I spent the morning doing boring admin and after lunch I felt that I had earned a few hours fishing. The gentle south-westerly breeze would be funnelled up the river valley and I took a Barbour jacket to keep warm. This time last year the country was locked down during a long, dry heatwave. I chose to fish the Tavy because the stunning scenery would compensate for a lack of Trout. The water level was good but the crystal clear river was too cold for the fish to move around and I would have too put a fly on the nose of a fish to get a take.
I had a new Rio line to christen. I had stretched the line and glued a 7lb tapered leader to the braid core. The short head would load the rod on narrow streams and help with tricky casts.
When I arrived at the river a couple of young lads were chucking rocks into the top of the Beat. We’ve all done it. I wandered downstream and chose a run below a big riffle to swing a nymph down-and-across. The line worked very well even with an upstream breeze. It suited my fast and low casting style.
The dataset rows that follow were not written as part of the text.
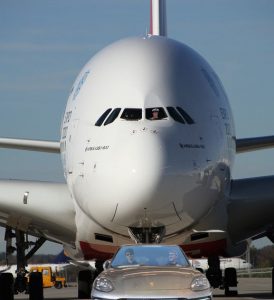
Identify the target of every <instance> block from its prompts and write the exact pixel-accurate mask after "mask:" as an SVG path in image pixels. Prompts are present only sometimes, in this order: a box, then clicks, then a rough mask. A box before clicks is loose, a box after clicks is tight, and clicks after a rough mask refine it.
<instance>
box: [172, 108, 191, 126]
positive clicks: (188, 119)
mask: <svg viewBox="0 0 274 300" xmlns="http://www.w3.org/2000/svg"><path fill="white" fill-rule="evenodd" d="M176 108H177V109H178V111H179V113H180V114H181V115H182V117H183V118H184V119H185V120H186V122H187V124H194V123H195V122H194V120H193V119H192V118H191V117H190V115H189V114H187V113H186V112H185V111H184V110H183V109H182V108H181V107H180V106H177V107H176Z"/></svg>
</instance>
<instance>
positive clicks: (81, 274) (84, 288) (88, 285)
mask: <svg viewBox="0 0 274 300" xmlns="http://www.w3.org/2000/svg"><path fill="white" fill-rule="evenodd" d="M92 278H93V276H92V272H91V271H90V270H83V271H79V273H78V299H90V295H91V284H92Z"/></svg>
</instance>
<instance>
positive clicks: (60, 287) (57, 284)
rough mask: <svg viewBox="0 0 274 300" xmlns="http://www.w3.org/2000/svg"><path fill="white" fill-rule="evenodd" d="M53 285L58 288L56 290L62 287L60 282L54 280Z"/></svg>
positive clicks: (58, 281)
mask: <svg viewBox="0 0 274 300" xmlns="http://www.w3.org/2000/svg"><path fill="white" fill-rule="evenodd" d="M54 287H55V288H56V289H58V290H59V289H61V288H62V287H63V286H62V282H60V281H56V282H55V285H54Z"/></svg>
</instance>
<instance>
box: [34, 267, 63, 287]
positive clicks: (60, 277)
mask: <svg viewBox="0 0 274 300" xmlns="http://www.w3.org/2000/svg"><path fill="white" fill-rule="evenodd" d="M31 272H41V273H42V277H43V287H44V288H46V287H53V286H54V287H55V288H57V289H61V288H62V287H66V279H65V277H62V276H58V274H57V272H53V271H52V268H51V267H50V266H33V267H31V268H30V273H31Z"/></svg>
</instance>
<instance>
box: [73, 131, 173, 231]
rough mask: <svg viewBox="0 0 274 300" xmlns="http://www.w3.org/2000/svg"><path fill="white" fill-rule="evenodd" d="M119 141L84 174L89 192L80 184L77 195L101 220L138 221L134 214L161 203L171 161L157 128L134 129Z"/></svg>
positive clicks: (115, 221) (87, 209)
mask: <svg viewBox="0 0 274 300" xmlns="http://www.w3.org/2000/svg"><path fill="white" fill-rule="evenodd" d="M117 141H119V142H118V143H119V144H117V145H115V146H112V147H111V148H110V151H111V152H109V156H108V157H107V158H106V159H105V160H102V161H98V163H97V166H96V171H93V172H89V173H87V174H86V175H85V177H84V180H85V181H86V188H85V190H86V191H88V192H84V189H83V188H82V189H81V188H80V186H79V188H78V192H79V193H78V199H79V196H80V195H79V194H81V195H82V199H83V200H82V203H81V204H80V205H81V207H82V209H83V210H84V211H85V212H87V213H88V214H89V216H90V217H91V218H92V219H93V220H96V221H97V222H98V223H100V224H102V223H103V222H104V224H106V223H109V224H114V223H116V224H120V225H122V226H129V224H131V223H133V222H136V219H133V218H134V217H135V218H136V216H137V219H138V215H139V216H140V217H141V216H143V214H144V211H145V210H146V211H150V210H152V207H153V209H154V208H155V205H156V204H157V206H158V207H159V205H161V200H160V199H159V197H158V195H159V194H161V189H160V187H161V182H162V181H163V177H164V175H165V173H166V170H167V169H168V165H167V160H166V154H165V144H164V141H163V140H162V139H161V137H160V135H159V134H158V133H157V131H156V130H155V131H153V130H150V131H144V132H133V133H132V134H131V135H129V136H127V137H126V138H123V139H121V138H119V139H118V138H117ZM75 186H76V185H75ZM80 189H81V191H80ZM84 193H85V194H84ZM85 199H89V200H88V201H87V200H85ZM91 199H94V201H92V200H91ZM154 199H158V200H157V201H159V202H158V203H155V200H154Z"/></svg>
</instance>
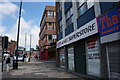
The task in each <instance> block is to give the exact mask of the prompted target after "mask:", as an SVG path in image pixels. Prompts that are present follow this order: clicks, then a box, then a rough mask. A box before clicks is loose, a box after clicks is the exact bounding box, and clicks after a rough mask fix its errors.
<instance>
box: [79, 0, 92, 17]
mask: <svg viewBox="0 0 120 80" xmlns="http://www.w3.org/2000/svg"><path fill="white" fill-rule="evenodd" d="M93 5H94V1H93V0H87V1H85V0H82V1H80V2H77V7H78V16H81V15H82V14H84V13H85V12H86V11H87V10H88V9H89V8H91V7H92V6H93Z"/></svg>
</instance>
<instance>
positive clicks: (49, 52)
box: [39, 6, 56, 60]
mask: <svg viewBox="0 0 120 80" xmlns="http://www.w3.org/2000/svg"><path fill="white" fill-rule="evenodd" d="M55 18H56V13H55V6H46V7H45V10H44V13H43V16H42V19H41V22H40V33H39V47H40V55H39V57H40V59H41V60H51V59H52V60H53V59H55V56H56V52H55V51H56V49H55V47H56V26H55Z"/></svg>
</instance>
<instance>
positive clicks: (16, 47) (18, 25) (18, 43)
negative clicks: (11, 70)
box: [13, 0, 22, 69]
mask: <svg viewBox="0 0 120 80" xmlns="http://www.w3.org/2000/svg"><path fill="white" fill-rule="evenodd" d="M21 9H22V0H21V2H20V9H19V20H18V33H17V47H16V51H15V56H16V61H15V63H14V65H15V66H14V68H13V69H18V53H17V52H18V46H19V33H20V18H21Z"/></svg>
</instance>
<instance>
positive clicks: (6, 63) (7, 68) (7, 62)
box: [6, 55, 10, 72]
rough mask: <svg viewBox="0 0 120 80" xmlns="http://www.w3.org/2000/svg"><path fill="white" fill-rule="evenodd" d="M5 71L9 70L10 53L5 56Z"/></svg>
mask: <svg viewBox="0 0 120 80" xmlns="http://www.w3.org/2000/svg"><path fill="white" fill-rule="evenodd" d="M6 64H7V72H9V65H10V55H8V56H6Z"/></svg>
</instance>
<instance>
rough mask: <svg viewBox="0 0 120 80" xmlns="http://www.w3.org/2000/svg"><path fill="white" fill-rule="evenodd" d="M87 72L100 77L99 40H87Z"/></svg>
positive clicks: (92, 39)
mask: <svg viewBox="0 0 120 80" xmlns="http://www.w3.org/2000/svg"><path fill="white" fill-rule="evenodd" d="M86 59H87V74H89V75H92V76H96V77H100V53H99V40H98V39H92V40H88V41H86Z"/></svg>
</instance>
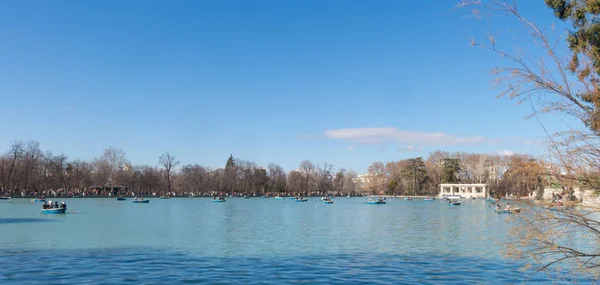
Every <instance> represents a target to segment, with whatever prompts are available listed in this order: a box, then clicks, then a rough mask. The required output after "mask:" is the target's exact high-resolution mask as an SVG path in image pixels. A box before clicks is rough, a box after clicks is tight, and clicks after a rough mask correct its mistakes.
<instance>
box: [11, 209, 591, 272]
mask: <svg viewBox="0 0 600 285" xmlns="http://www.w3.org/2000/svg"><path fill="white" fill-rule="evenodd" d="M364 201H365V199H364V198H335V199H334V204H323V203H322V202H321V201H320V200H319V199H318V198H309V200H308V202H305V203H298V202H295V201H293V200H289V199H285V200H275V199H273V198H269V199H265V198H252V199H242V198H230V199H228V200H227V202H225V203H212V202H211V201H210V199H207V198H173V199H168V200H161V199H150V203H149V204H133V203H132V199H127V200H126V201H116V199H108V198H86V199H65V202H66V203H67V204H68V213H67V214H64V215H42V214H40V208H41V207H40V206H41V205H40V203H33V202H31V201H30V200H29V199H12V200H10V201H1V202H0V264H1V266H0V284H84V283H87V284H92V283H93V284H206V283H210V284H258V283H260V284H291V283H317V284H522V283H524V284H548V283H549V282H550V281H551V280H554V279H555V278H556V276H548V275H547V274H546V273H537V274H535V272H532V271H522V270H520V268H521V267H522V265H523V263H521V262H519V261H514V260H507V259H505V258H504V257H503V255H502V250H503V248H504V247H503V243H504V242H505V240H506V237H507V232H508V230H509V227H510V222H509V220H510V218H509V216H508V215H497V214H494V213H493V212H492V208H491V204H489V203H486V202H485V201H483V200H465V201H463V204H462V205H461V206H456V207H450V206H448V204H446V203H444V202H443V201H435V202H424V201H423V200H413V201H404V200H399V199H391V200H389V202H388V203H387V204H385V205H367V204H364ZM583 281H585V280H583ZM555 282H556V281H555ZM557 283H560V281H558V282H557ZM564 283H565V284H568V282H567V281H564ZM587 283H589V281H587Z"/></svg>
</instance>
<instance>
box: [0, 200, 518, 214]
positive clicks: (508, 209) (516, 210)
mask: <svg viewBox="0 0 600 285" xmlns="http://www.w3.org/2000/svg"><path fill="white" fill-rule="evenodd" d="M160 198H161V199H169V198H170V197H169V196H161V197H160ZM243 198H244V199H248V198H250V197H248V196H244V197H243ZM265 198H270V197H265ZM273 198H274V199H275V200H285V198H284V197H280V196H276V197H273ZM9 199H10V197H0V200H9ZM288 199H290V200H294V201H295V202H307V201H308V199H306V198H304V197H302V196H295V197H288ZM117 200H118V201H125V200H127V199H126V198H125V197H123V196H119V197H117ZM404 200H407V201H410V200H413V198H412V197H405V198H404ZM436 200H437V199H436V198H434V197H425V198H424V199H423V201H425V202H433V201H436ZM445 200H448V205H450V206H460V205H461V202H460V200H458V199H456V198H454V197H451V198H445ZM32 201H33V202H44V203H45V202H48V200H47V199H45V198H44V197H39V198H37V199H33V200H32ZM321 201H322V203H323V204H333V199H332V197H327V196H324V197H321ZM486 201H487V202H491V203H496V202H497V200H495V199H494V198H486ZM211 202H214V203H224V202H226V200H225V197H223V196H219V197H213V199H212V200H211ZM133 203H135V204H138V203H143V204H148V203H150V200H148V199H144V197H134V198H133ZM364 203H365V204H373V205H378V204H386V203H387V200H386V198H385V197H382V196H378V197H369V198H368V199H367V201H365V202H364ZM496 206H497V207H496V209H494V212H495V213H497V214H517V213H520V212H521V209H520V208H511V207H510V205H509V204H507V207H506V208H505V209H501V208H500V204H496ZM41 211H42V213H43V214H64V213H66V205H65V207H54V206H46V205H45V204H44V207H43V208H42V209H41Z"/></svg>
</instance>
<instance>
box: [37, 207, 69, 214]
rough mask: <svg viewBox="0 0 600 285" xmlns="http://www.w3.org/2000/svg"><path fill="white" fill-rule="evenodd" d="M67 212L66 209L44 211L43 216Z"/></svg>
mask: <svg viewBox="0 0 600 285" xmlns="http://www.w3.org/2000/svg"><path fill="white" fill-rule="evenodd" d="M65 212H67V209H66V208H54V209H42V214H64V213H65Z"/></svg>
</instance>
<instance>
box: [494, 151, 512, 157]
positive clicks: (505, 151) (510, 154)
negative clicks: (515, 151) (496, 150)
mask: <svg viewBox="0 0 600 285" xmlns="http://www.w3.org/2000/svg"><path fill="white" fill-rule="evenodd" d="M496 154H497V155H502V156H513V155H515V152H514V151H511V150H499V151H497V152H496Z"/></svg>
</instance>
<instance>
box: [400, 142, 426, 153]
mask: <svg viewBox="0 0 600 285" xmlns="http://www.w3.org/2000/svg"><path fill="white" fill-rule="evenodd" d="M398 151H399V152H414V151H421V148H420V147H416V146H414V145H412V144H410V145H407V146H405V147H399V148H398Z"/></svg>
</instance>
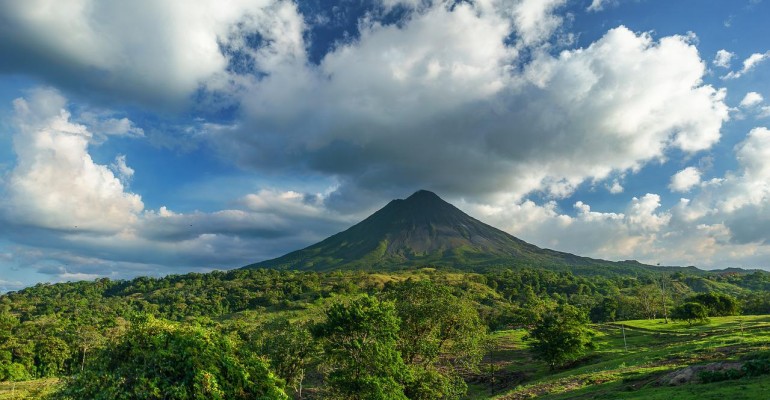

I covered a series of pools and enjoyed the sunshine. The noise of the river was a comfort. A few flies hatched, mainly Grannom and Olives but the fish didn’t rise. I eventually reached the big deep pool below the fisherman’s shelter and sat on a rock working the nymph along the seams in the current and the clefts in the rock. There was no response despite my concentration but I was not disappointed, I knew at the outset that it would be difficult to find a feeding fish.
It had been a relaxing afternoon. The sun was warm and the mossy banks were dry. I saw a couple of buzzards performing aerobatics and a mother Mallard with two ducklings. I forgot to take the temperature of the water but with the weather forecast of high pressure and sunshine, the water temperature should soon rise and get the fish moving.